What Is Peace Studies? Discuss! (post 3)

by joanfallon on November 7, 2012

In advance of a day-long faculty retreat in late summer 2012, Kroc Institute Director Scott Appleby asked four members of the faculty to present and comment on definitions of the interdisciplinary field of peace studies. This is the third in a series of posts reflecting the conversation, led by professors Atalia Omer, Ernesto Verdeja, Jason Springs, and Larissa Fast.

The Theory-Practice Dimension of Peace Studies  Larissa Fast, assistant professor of conflict resolution

Whereas conflict studies focuses on conflict, but not so much on the conditions for peace, peace studies addresses the causes of conflict, war and other forms of violence as well as approaches to constructive transformation.

Peace studies also emphasizes the stories of individuals caught in conflict in ways that some other disciplines do not. As mentioned, this implies an unwavering focus on real problems, real people, real issues as they unfold on the ground, amidst conflict. However, the complex causes of conflict and violence at home, not just elsewhere, challenge us to think about the hierarchy that exists between those that examine/work on conflict and violence elsewhere and those who work on conflict and violence domestically. This is a special challenge for an international institute, where conflicts elsewhere may seem to be privileged.
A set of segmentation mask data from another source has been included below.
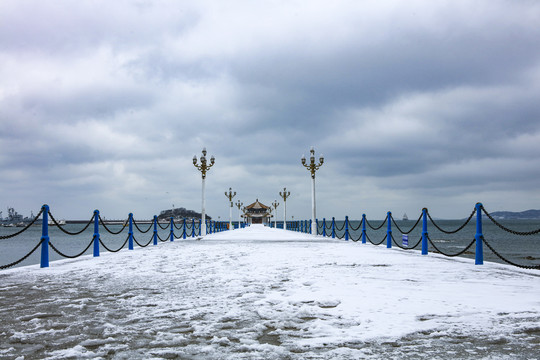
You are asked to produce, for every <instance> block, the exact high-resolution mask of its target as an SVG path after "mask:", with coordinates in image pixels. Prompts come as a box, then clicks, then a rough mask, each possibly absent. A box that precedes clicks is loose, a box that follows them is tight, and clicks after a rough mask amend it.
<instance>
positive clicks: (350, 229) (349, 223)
mask: <svg viewBox="0 0 540 360" xmlns="http://www.w3.org/2000/svg"><path fill="white" fill-rule="evenodd" d="M362 221H363V220H360V224H358V227H357V228H356V229H355V228H354V226H352V225H351V222H350V221H349V230H352V231H358V230H359V229H360V228H361V227H362Z"/></svg>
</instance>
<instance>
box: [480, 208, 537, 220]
mask: <svg viewBox="0 0 540 360" xmlns="http://www.w3.org/2000/svg"><path fill="white" fill-rule="evenodd" d="M490 215H491V216H492V217H493V218H494V219H496V220H537V219H540V210H525V211H520V212H514V211H494V212H492V213H490Z"/></svg>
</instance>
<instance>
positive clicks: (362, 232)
mask: <svg viewBox="0 0 540 360" xmlns="http://www.w3.org/2000/svg"><path fill="white" fill-rule="evenodd" d="M365 243H366V214H362V244H365Z"/></svg>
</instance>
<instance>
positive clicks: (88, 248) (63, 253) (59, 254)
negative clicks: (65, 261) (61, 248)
mask: <svg viewBox="0 0 540 360" xmlns="http://www.w3.org/2000/svg"><path fill="white" fill-rule="evenodd" d="M94 239H95V236H94V237H93V238H92V240H90V243H89V244H88V246H87V247H86V249H84V250H83V251H81V252H80V253H78V254H77V255H67V254H64V253H63V252H61V251H60V250H58V249H57V248H56V247H55V246H54V245H53V243H52V241H49V245H50V246H51V249H53V250H54V251H55V252H56V253H57V254H58V255H60V256H62V257H66V258H69V259H75V258H78V257H79V256H81V255H83V254H84V253H85V252H86V251H87V250H88V249H90V246H92V244H93V243H94Z"/></svg>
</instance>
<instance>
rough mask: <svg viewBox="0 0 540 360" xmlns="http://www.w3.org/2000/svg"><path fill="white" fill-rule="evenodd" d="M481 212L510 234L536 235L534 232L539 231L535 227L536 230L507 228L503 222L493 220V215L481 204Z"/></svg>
mask: <svg viewBox="0 0 540 360" xmlns="http://www.w3.org/2000/svg"><path fill="white" fill-rule="evenodd" d="M482 212H483V213H484V214H486V216H487V217H488V218H489V220H491V222H492V223H494V224H495V225H497V226H498V227H499V228H500V229H502V230H504V231H506V232H509V233H511V234H514V235H520V236H529V235H536V234H539V233H540V229H537V230H533V231H515V230H512V229H509V228H507V227H506V226H504V225H503V224H501V223H499V222H498V221H497V220H495V219H494V218H493V216H491V214H490V213H488V212H487V211H486V209H484V207H483V206H482Z"/></svg>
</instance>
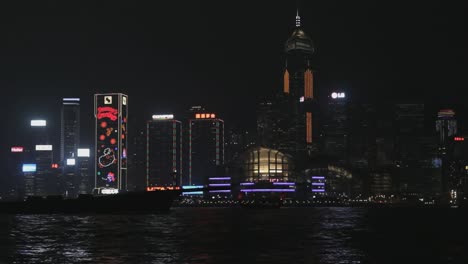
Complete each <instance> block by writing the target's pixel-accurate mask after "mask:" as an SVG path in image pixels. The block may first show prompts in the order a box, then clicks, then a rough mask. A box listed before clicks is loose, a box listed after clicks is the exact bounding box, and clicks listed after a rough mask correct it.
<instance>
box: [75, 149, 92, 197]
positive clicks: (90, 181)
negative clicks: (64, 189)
mask: <svg viewBox="0 0 468 264" xmlns="http://www.w3.org/2000/svg"><path fill="white" fill-rule="evenodd" d="M90 163H91V151H90V149H89V148H80V149H77V158H76V171H77V176H78V177H77V179H78V181H77V182H78V183H77V185H78V192H79V194H89V193H91V190H92V188H93V187H92V185H91V176H92V175H93V172H92V171H91V164H90ZM93 170H94V169H93Z"/></svg>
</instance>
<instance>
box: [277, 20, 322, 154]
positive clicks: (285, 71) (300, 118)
mask: <svg viewBox="0 0 468 264" xmlns="http://www.w3.org/2000/svg"><path fill="white" fill-rule="evenodd" d="M314 52H315V47H314V44H313V42H312V39H311V38H310V37H309V36H308V35H307V34H306V33H305V31H304V30H303V28H302V26H301V18H300V17H299V12H298V13H297V15H296V27H295V29H294V31H293V33H292V34H291V37H290V38H289V39H288V40H287V41H286V44H285V53H286V63H285V70H284V77H283V80H284V85H283V93H284V94H286V95H288V96H289V97H290V109H289V114H290V124H289V138H291V139H293V142H294V145H293V146H292V147H291V148H292V150H293V153H296V154H298V155H300V156H303V155H302V154H305V153H307V152H309V153H310V152H311V151H315V150H316V149H317V144H316V140H317V138H318V133H317V128H316V124H317V117H318V115H317V113H316V110H315V107H314V105H315V104H316V102H315V97H316V96H315V92H314V74H313V69H312V63H311V57H312V55H313V54H314ZM293 153H290V154H293Z"/></svg>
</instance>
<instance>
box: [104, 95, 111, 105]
mask: <svg viewBox="0 0 468 264" xmlns="http://www.w3.org/2000/svg"><path fill="white" fill-rule="evenodd" d="M104 104H112V95H107V96H104Z"/></svg>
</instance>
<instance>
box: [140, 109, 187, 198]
mask: <svg viewBox="0 0 468 264" xmlns="http://www.w3.org/2000/svg"><path fill="white" fill-rule="evenodd" d="M146 125H147V126H146V135H147V139H146V153H147V155H146V157H147V160H146V185H147V190H148V191H151V190H153V189H154V187H165V186H179V185H181V182H182V178H181V177H182V122H180V121H178V120H175V119H174V116H173V115H153V118H152V120H150V121H148V122H147V124H146Z"/></svg>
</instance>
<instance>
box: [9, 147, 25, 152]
mask: <svg viewBox="0 0 468 264" xmlns="http://www.w3.org/2000/svg"><path fill="white" fill-rule="evenodd" d="M23 151H24V148H23V147H11V152H23Z"/></svg>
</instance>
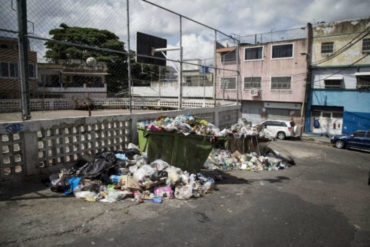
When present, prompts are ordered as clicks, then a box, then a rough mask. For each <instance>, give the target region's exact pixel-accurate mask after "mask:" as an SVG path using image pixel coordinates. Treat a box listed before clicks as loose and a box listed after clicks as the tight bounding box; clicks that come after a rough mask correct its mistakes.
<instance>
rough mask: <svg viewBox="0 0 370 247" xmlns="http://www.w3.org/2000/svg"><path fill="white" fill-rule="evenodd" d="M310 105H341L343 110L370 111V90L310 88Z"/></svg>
mask: <svg viewBox="0 0 370 247" xmlns="http://www.w3.org/2000/svg"><path fill="white" fill-rule="evenodd" d="M311 102H312V103H311V105H321V106H343V107H344V111H349V112H368V113H370V91H357V90H319V89H313V90H312V101H311Z"/></svg>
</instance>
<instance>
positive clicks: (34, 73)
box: [28, 63, 36, 78]
mask: <svg viewBox="0 0 370 247" xmlns="http://www.w3.org/2000/svg"><path fill="white" fill-rule="evenodd" d="M28 75H29V78H35V77H36V67H35V65H34V64H33V63H30V64H28Z"/></svg>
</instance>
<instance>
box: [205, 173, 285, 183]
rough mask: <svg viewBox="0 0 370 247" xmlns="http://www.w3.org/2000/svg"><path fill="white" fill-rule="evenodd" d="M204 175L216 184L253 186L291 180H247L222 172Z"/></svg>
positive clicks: (283, 176)
mask: <svg viewBox="0 0 370 247" xmlns="http://www.w3.org/2000/svg"><path fill="white" fill-rule="evenodd" d="M202 173H203V174H204V175H206V176H209V177H212V178H213V179H214V180H215V181H216V184H252V183H255V182H261V181H263V182H268V183H282V182H284V181H287V180H290V178H289V177H286V176H277V177H275V178H261V179H245V178H240V177H236V176H233V175H231V174H230V173H228V172H224V171H221V170H214V171H202Z"/></svg>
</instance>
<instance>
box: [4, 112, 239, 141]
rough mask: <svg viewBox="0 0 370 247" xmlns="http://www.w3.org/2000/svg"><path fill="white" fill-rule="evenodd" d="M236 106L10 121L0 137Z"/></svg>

In the Kroc master’s program, we promote the notion of reflective practice which we see as necessary to developing scholar-practitioners who must examine what we do and why. For example, we must evaluate the effectiveness of particular interventions; promote methods of self-reflection and growth as scholars and practitioners, through which experience in the field results in continual learning; and constantly ask what works and why. Examining our assumptions about the way we think intervention might work, for example, is an ongoing process.

This commitment to self-reflection as scholars and practitioners is an important element in how we ground our master’s program. Examining when and how we are (and are not) effective spurs changes in our praxis. This is also what it means to focus on the transformative nature of peace studies.

A question before us that remains only partially addressed: How do we integrate the art of reflective practice more fully into the undergraduate and doctoral curricula?